Tinta Negra, a revolução do Vinho da Madeira

Por Rui Falcão

O Vinho da Madeira é indubitavelmente um dos tesouros da humanidade, um dos triunfos maiores da racionalidade, um dos pináculos da civilização e sofisticação. Continua infelizmente a ser um vinho relativamente esquecido dos portugueses, madeirenses incluídos, que ainda não conseguiram descobrir as muitas virtudes que o Vinho da Madeira encerra.

São vinhos sublimes e autênticos, marcantes e por vezes desmedidos. Nenhum outro vinho se lhe pode comparar e não será difícil situá-lo entre os melhores do mundo, entre a elite internacional. 

Ao contrário da tradição secular dos vinhos nacionais que sempre assentaram na concepção do lote, na mistura de várias castas, os vinhos da Madeira sempre foram vinhos estremes, vinhos elaborados com uma só variedade. Durante muito tempo falou-se no conceito de castas nobres, variedades como o Sercial, Verdelho, Boal e Malvasia, condição que por tradição e atributo se alargou às castas extraordinárias mas hoje quase desaparecidas, Terrantez e Bastardo.

Curiosamente, e também estranhamente, num passado recente falava-se pouco da Tinta Negra, casta apresentada quase sob constrangimento, escondida dos rótulos e desmerecida para as portas traseiras da fama. Circunstância estranha quando a variedade a ter em conta na ilha da Madeira é precisamente a Tinta Negra, a casta mais plantada que sozinha representa quase quatro quintos da área total de vinha na Madeira.

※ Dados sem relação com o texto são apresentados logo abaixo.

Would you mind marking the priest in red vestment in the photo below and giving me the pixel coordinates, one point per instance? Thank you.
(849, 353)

Mas ainda mais importante, porque ao contrário do que muitas vezes foi repetido com insistência, a Tinta Negra oferece resultados espantosos e tem tudo para se afirmar por si própria. Não pela importância económica mas sim pela qualidade dos vinhos que produz.

A verdade é que a Tinta Negra é um cavalo de batalha de personalidade camaleónica, suficientemente prestável para se acomodar a quase todos os constrangimentos de secura ou doçura, capaz de se adaptar com facilidade a todos os estilos possíveis na Madeira. Tal como o Bastardo é uma casta tinta, uma variedade de rendimentos elevados o que a torna especialmente querida pelos viticultores que apreciam a sua generosidade, simplicidade e facilidade na vinha.

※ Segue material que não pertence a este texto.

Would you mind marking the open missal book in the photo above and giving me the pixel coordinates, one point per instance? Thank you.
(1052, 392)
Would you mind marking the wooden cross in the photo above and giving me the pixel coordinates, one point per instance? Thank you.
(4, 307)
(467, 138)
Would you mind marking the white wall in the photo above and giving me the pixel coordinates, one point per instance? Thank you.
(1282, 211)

Por defeito, e porque durante tantos anos foi tão desvalorizada pelos media, e também pelos produtores, de forma mais ou menos assumida, a Tinta Negra sempre foi entendida como o patinho feio da Madeira, a casta destinada aos vinhos desnaturados vendidos a granel e aos vinhos de entrada de gama, a família dos vinhos de três e cinco anos. É indiscutível que a Tinta Negra é mais que adequada e irrepreensível para estes papéis! Mas é igualmente garantido que é capaz de muito melhor, capaz de se bater com as demais variedades da ilha, de envelhecer com garbo e nobreza.

Muito provavelmente, e fugindo um pouco ao politicamente correcto, muitos dos grandes vinhos Frasqueira dos séculos XIX e início do século XX, numa altura em que a certificação ainda era relativamente frágil e onde os desastres da Filoxera, Oídio e Míldio ainda faziam sentir os seus efeitos, serão vinhos que combinam a Tinta Negra com alguma das antigamente denominadas castas nobres… ou, em alguns casos, serão vinhos inteiramente fundamentados na Tinta Negra! E raramente conseguimos descobrir um Madeira Frasqueira destas épocas que se revele francamente inferior ao esperado, o que diz muito sobre os fundamentos da casta.

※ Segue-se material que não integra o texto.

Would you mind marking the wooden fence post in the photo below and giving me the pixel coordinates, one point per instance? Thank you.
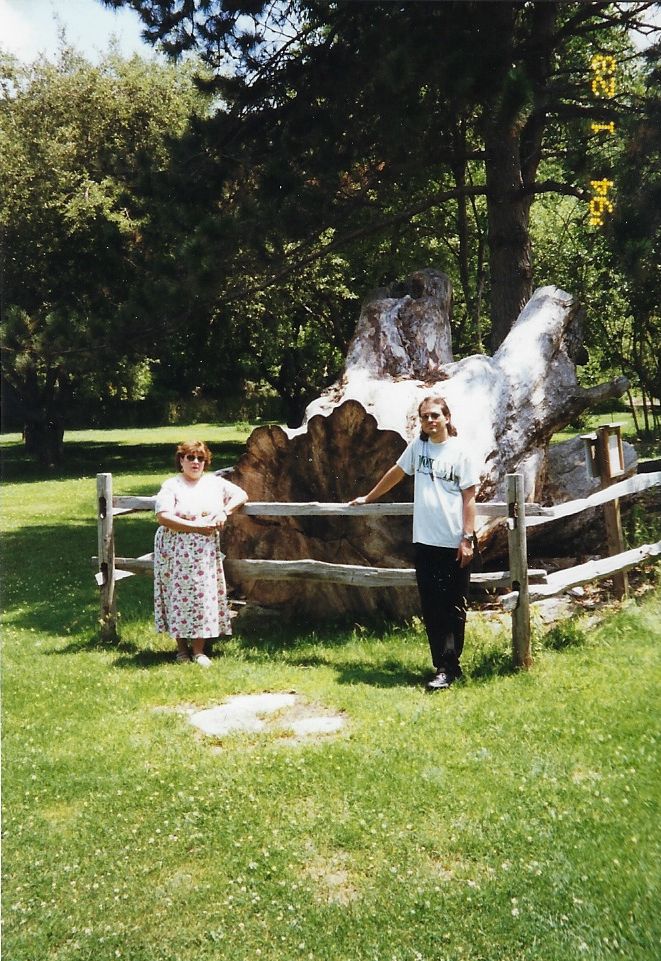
(518, 563)
(610, 460)
(106, 552)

Durante décadas a Tinta Negra foi tão desvalorizada que o seu nome nem podia constar nos rótulos dos vinhos da Madeira. Durante décadas a região escondeu num recanto escuro a casta fundamental e imprescindível ao Vinho da Madeira, o pilar da viticultura madeirense, diminuindo-a implicitamente com a proibição da menção do seu nome. Sabíamos que estávamos perante um Tinta Negra quando o vinho não fazia menção à casta, ou seja, dávamos pela sua presença por omissão e não por nomeação. Uma situação incompreensível quando o tempo já se tinha encarregado de demonstrar a viabilidade e probidade da variedade com dezenas de exemplares que demonstram os seus bons atributos.